Umberto Eco is a professor of semiology, whose essays are usually much better than is novels (MHO).

If you liked the Name of the rose I'd suggest to read Baudolino. The transaltor may have had some problems with the language but its great.


From: Dustin (Jul 02 2007, at 01:46)

I would suggest "megalog" for your structure. It's just a few letters away form megalith and could be quite catchy.


From: Chris Burdess (Jul 02 2007, at 01:50)

I'm not sure why you need the "mega-" prefix in any case, since you're not talking about something the size of a Stonehenge menhir. Maybe "xylolith" is more appropriate for a fossilised piece of wood (obviously pronounced "zailolith" by your average English speaker).


From: Matěj Cepl (Jul 02 2007, at 02:00)

If you want to read something from Italo Calvino then run, don't walk, to get a copy of Invisible Cities ( -- it's the most weird and interesting book I read for a long times.


From: Sophie (Jul 02 2007, at 02:15)


In Breton, standing stones megaliths are called menhir. Men is stone, hir is the 'standing' part. Wood in breton is koad, so you standing wood would be koadhir.


From: Aristotle Pagaltzis (Jul 02 2007, at 04:57)

Hmm, for a Greek coinage, I would suggest _megaloxylon_, which rolls off English tongues as nicely as off Greek ones.


From: davidleetodd (Jul 02 2007, at 05:11)

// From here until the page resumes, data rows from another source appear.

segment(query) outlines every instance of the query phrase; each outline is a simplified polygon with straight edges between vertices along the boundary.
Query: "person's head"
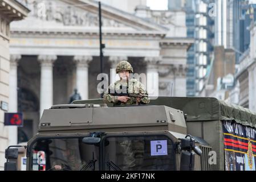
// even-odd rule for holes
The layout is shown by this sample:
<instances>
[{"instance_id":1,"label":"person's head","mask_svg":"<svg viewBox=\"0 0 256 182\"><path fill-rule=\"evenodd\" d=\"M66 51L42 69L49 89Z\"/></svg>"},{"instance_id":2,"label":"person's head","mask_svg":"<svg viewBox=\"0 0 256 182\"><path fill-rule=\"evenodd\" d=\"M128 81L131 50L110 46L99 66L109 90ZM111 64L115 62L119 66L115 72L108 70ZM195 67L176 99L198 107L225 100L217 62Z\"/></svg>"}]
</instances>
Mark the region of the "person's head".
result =
<instances>
[{"instance_id":1,"label":"person's head","mask_svg":"<svg viewBox=\"0 0 256 182\"><path fill-rule=\"evenodd\" d=\"M121 61L116 65L116 73L119 74L121 79L127 80L131 73L133 73L133 69L129 62Z\"/></svg>"}]
</instances>

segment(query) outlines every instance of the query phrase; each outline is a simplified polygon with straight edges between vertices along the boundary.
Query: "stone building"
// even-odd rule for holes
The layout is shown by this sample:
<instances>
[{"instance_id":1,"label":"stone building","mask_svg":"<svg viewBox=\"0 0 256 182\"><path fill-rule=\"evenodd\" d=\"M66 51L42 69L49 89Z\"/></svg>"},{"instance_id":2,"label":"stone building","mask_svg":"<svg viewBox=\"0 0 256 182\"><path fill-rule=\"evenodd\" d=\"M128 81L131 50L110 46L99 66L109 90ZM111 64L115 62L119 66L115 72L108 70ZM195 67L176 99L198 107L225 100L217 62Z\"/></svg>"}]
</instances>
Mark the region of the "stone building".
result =
<instances>
[{"instance_id":1,"label":"stone building","mask_svg":"<svg viewBox=\"0 0 256 182\"><path fill-rule=\"evenodd\" d=\"M5 112L17 111L17 106L10 104L12 100L17 100L17 96L9 97L9 86L15 84L9 81L9 77L14 76L11 71L14 65L13 63L10 63L10 23L23 19L29 12L27 8L16 1L0 0L0 170L3 169L5 149L9 144L17 143L15 138L13 141L13 138L9 137L13 131L17 135L17 127L5 126L3 121Z\"/></svg>"},{"instance_id":2,"label":"stone building","mask_svg":"<svg viewBox=\"0 0 256 182\"><path fill-rule=\"evenodd\" d=\"M12 23L10 46L11 61L17 63L12 79L18 97L13 102L25 119L19 142L36 132L43 109L68 103L75 88L82 99L100 97L97 2L22 1L31 12ZM132 1L132 6L134 1L133 13L101 5L104 73L113 81L116 64L128 59L135 73L155 74L160 96L185 96L186 52L193 40L186 38L185 12L152 11L140 4L145 1Z\"/></svg>"},{"instance_id":3,"label":"stone building","mask_svg":"<svg viewBox=\"0 0 256 182\"><path fill-rule=\"evenodd\" d=\"M249 48L240 58L239 71L237 74L239 82L239 104L256 111L256 23L250 27Z\"/></svg>"}]
</instances>

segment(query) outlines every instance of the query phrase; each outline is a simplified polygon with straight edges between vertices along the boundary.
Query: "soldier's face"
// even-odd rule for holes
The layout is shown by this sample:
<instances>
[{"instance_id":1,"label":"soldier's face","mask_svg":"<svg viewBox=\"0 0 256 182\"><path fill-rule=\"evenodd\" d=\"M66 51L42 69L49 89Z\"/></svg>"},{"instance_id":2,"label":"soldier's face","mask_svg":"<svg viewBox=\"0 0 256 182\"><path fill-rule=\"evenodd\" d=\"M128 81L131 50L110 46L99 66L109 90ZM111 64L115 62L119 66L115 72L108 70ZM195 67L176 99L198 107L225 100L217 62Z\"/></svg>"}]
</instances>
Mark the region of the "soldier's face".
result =
<instances>
[{"instance_id":1,"label":"soldier's face","mask_svg":"<svg viewBox=\"0 0 256 182\"><path fill-rule=\"evenodd\" d=\"M130 73L128 70L122 70L119 72L119 77L122 80L127 80L130 76Z\"/></svg>"}]
</instances>

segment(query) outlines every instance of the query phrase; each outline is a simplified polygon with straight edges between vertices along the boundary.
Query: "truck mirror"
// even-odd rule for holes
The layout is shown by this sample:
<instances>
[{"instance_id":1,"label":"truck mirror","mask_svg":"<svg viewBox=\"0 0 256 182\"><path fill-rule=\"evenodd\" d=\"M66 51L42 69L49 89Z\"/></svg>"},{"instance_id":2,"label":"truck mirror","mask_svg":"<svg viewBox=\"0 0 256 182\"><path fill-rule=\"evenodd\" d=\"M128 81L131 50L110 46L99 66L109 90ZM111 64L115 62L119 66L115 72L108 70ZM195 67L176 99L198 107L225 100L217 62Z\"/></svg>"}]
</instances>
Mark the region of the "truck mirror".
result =
<instances>
[{"instance_id":1,"label":"truck mirror","mask_svg":"<svg viewBox=\"0 0 256 182\"><path fill-rule=\"evenodd\" d=\"M198 155L202 155L202 151L201 150L200 148L199 148L197 146L195 146L194 148L193 149L193 151L197 154Z\"/></svg>"},{"instance_id":2,"label":"truck mirror","mask_svg":"<svg viewBox=\"0 0 256 182\"><path fill-rule=\"evenodd\" d=\"M10 148L8 147L5 150L5 158L6 162L5 163L5 171L17 171L16 161L9 161L10 159L17 160L18 159L18 151L17 148Z\"/></svg>"},{"instance_id":3,"label":"truck mirror","mask_svg":"<svg viewBox=\"0 0 256 182\"><path fill-rule=\"evenodd\" d=\"M17 148L10 148L5 150L5 159L17 159L18 151Z\"/></svg>"},{"instance_id":4,"label":"truck mirror","mask_svg":"<svg viewBox=\"0 0 256 182\"><path fill-rule=\"evenodd\" d=\"M88 144L96 144L100 142L100 138L98 137L84 137L82 139L83 143Z\"/></svg>"},{"instance_id":5,"label":"truck mirror","mask_svg":"<svg viewBox=\"0 0 256 182\"><path fill-rule=\"evenodd\" d=\"M182 151L180 162L180 171L193 171L194 167L194 153L193 152Z\"/></svg>"},{"instance_id":6,"label":"truck mirror","mask_svg":"<svg viewBox=\"0 0 256 182\"><path fill-rule=\"evenodd\" d=\"M181 148L182 150L190 150L194 148L195 142L194 140L190 140L189 138L181 138Z\"/></svg>"},{"instance_id":7,"label":"truck mirror","mask_svg":"<svg viewBox=\"0 0 256 182\"><path fill-rule=\"evenodd\" d=\"M17 171L16 162L7 162L5 163L5 171Z\"/></svg>"}]
</instances>

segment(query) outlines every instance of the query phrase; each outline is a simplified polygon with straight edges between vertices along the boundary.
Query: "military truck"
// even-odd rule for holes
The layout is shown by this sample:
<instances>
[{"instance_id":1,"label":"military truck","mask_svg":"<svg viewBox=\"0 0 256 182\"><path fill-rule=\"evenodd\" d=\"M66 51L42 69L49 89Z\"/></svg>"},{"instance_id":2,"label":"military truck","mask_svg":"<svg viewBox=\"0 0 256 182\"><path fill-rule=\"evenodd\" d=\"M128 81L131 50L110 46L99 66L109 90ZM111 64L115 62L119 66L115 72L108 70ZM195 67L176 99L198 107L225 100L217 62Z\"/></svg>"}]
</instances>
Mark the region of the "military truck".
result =
<instances>
[{"instance_id":1,"label":"military truck","mask_svg":"<svg viewBox=\"0 0 256 182\"><path fill-rule=\"evenodd\" d=\"M247 169L245 159L253 169L254 136L247 136L246 147L246 136L232 131L249 129L252 134L255 118L249 110L213 98L160 97L147 105L113 106L101 99L54 105L44 110L38 133L24 147L26 169L238 170ZM6 150L6 170L16 169L19 147Z\"/></svg>"}]
</instances>

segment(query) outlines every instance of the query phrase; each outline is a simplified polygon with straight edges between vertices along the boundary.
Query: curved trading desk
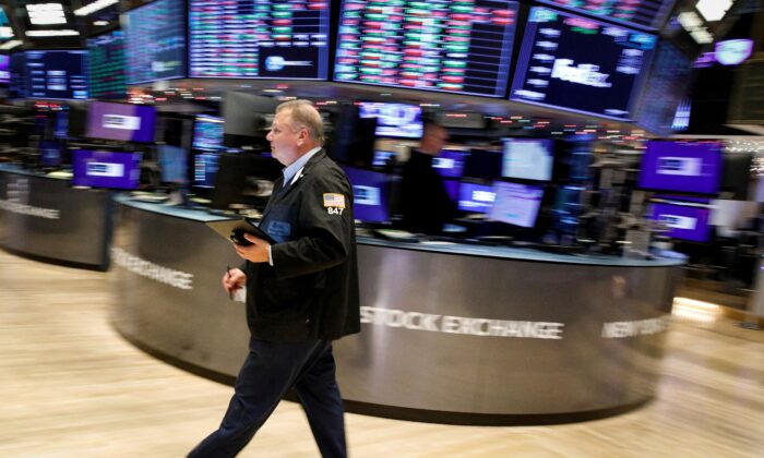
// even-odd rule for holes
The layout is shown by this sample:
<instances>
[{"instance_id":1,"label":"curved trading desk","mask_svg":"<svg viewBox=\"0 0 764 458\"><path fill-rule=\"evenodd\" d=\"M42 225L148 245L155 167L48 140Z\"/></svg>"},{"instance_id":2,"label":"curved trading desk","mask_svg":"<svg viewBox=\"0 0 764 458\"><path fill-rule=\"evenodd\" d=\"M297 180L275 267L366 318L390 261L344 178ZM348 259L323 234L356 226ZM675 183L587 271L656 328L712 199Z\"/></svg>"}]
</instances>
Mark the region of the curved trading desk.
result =
<instances>
[{"instance_id":1,"label":"curved trading desk","mask_svg":"<svg viewBox=\"0 0 764 458\"><path fill-rule=\"evenodd\" d=\"M115 323L138 346L231 381L239 261L205 213L119 201ZM649 400L682 261L359 239L362 332L335 343L348 410L465 424L605 417Z\"/></svg>"},{"instance_id":2,"label":"curved trading desk","mask_svg":"<svg viewBox=\"0 0 764 458\"><path fill-rule=\"evenodd\" d=\"M0 165L0 246L57 264L106 270L111 193Z\"/></svg>"}]
</instances>

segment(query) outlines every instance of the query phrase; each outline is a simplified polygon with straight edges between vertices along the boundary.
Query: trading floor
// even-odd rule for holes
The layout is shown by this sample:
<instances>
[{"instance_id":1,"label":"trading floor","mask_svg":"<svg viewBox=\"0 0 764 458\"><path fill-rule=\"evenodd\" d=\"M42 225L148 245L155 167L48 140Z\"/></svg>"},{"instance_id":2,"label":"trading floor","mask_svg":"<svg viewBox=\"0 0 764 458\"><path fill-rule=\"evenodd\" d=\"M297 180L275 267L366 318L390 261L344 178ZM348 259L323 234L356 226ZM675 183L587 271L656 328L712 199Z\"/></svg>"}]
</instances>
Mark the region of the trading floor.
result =
<instances>
[{"instance_id":1,"label":"trading floor","mask_svg":"<svg viewBox=\"0 0 764 458\"><path fill-rule=\"evenodd\" d=\"M0 252L0 456L181 457L219 422L231 388L122 339L108 275ZM605 420L494 427L347 414L347 430L363 458L760 457L764 333L675 316L657 399ZM240 456L319 453L285 401Z\"/></svg>"}]
</instances>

Instead of using the prefix "mega" (large), you could use "mono" (single), as in "monolith", which carries roughly the same sense as "mega" when used in this context. A "monoxylon" is a boat carved from a single tree trunk -- a dugout. Hoever, since xylon means tree, not boat, monoxylon should also do fine for your big piece of wood.


From: stephen o'grady (Jul 02 2007, at 07:18)

+1 on the Baudolino recommendation.


From: Barton George (Jul 02 2007, at 08:09)

Hey Tim,

Since you erroneously cited Calvino the first time around Ill take this opportunity to put in my 2c about my favorite Calvino book (Ill have to admit Ive never read Eco): If on a Winters Night a Traveler. I really enjoyed this and the way it was constructed, Some find it a bit gimmicky but I found it inventive and trippy and enjoyed the way it evolved. Its a quick read and I love the way the chapter titles tell a story when read together. If you do decide to read it, Id recommend not reading any plot summaries before hand because half the fun is the mystery with which the story unfolds.


From: Carolyn (Jul 02 2007, at 09:08)

I couldn't see your picture with clarity on my browser at home like I can from work. I didn't see the numbers. Everyone is focused on the wood. I was focused on the thirty petals. :-)


From: Victor Rodriguez (Jul 02 2007, at 19:40)

The Tarahumara of the north of Mexico have a word for structrues like the one you describe: "cusihuiriachi". (They have many other interesting words.)

You can read about the Tarahumara in Wikipedia: There is an old mining town by the same name, founded in 1688 by the spaniards. The following page (in spanish!) has some information about it:

Best Regards,

Victor Rodriguez.


From: Timberlith (Jul 02 2007, at 23:30)

I suppose Woodhenge presents a precedent.

A nonsensical composite - that could make sense to the modern ear - mightbe TIMBERLITH

Both Calvino and Eco are revered in Ital, I value them as good stabs at 20C lit..


From: Shelley (Jul 03 2007, at 08:20)

First of all, time to change captcha...Tony who?

Second, my suggestion: big-stick-a-wood.

Third, to you and others in thread, thanks much for recommended reading material. I like comment threads where I get a chance to discover such interesting new stuff.


From: James Brunskill (Jul 05 2007, at 21:35)

My contribution from NZ Māori thanks to Ngata Maori-English Dictionary (I'm not a speaker)

rākau oro (Wooden Stand) - As in 'Stand of Trees'


tūroa rākau (Long Standing Wood)

Driftwood is tāwhaowhao (wh is pronounced like an 'f' sound)


From: Alex Waterhouse-Hayward (Jul 09 2007, at 21:21)

This thread not only made me think of the excitement of reading Eco's book but of his others. From there I went to another sleuth of the middle ages, Brother Cadfael. And I blogged him in relation to a rose in my garden by that name.



From: Carolyn (Jul 10 2007, at 10:25)

Hi, Tim. Maybe this is a terrible pun. The name and number of the rose (petals), in Greek, sounds like "Tree in Daphila" to me.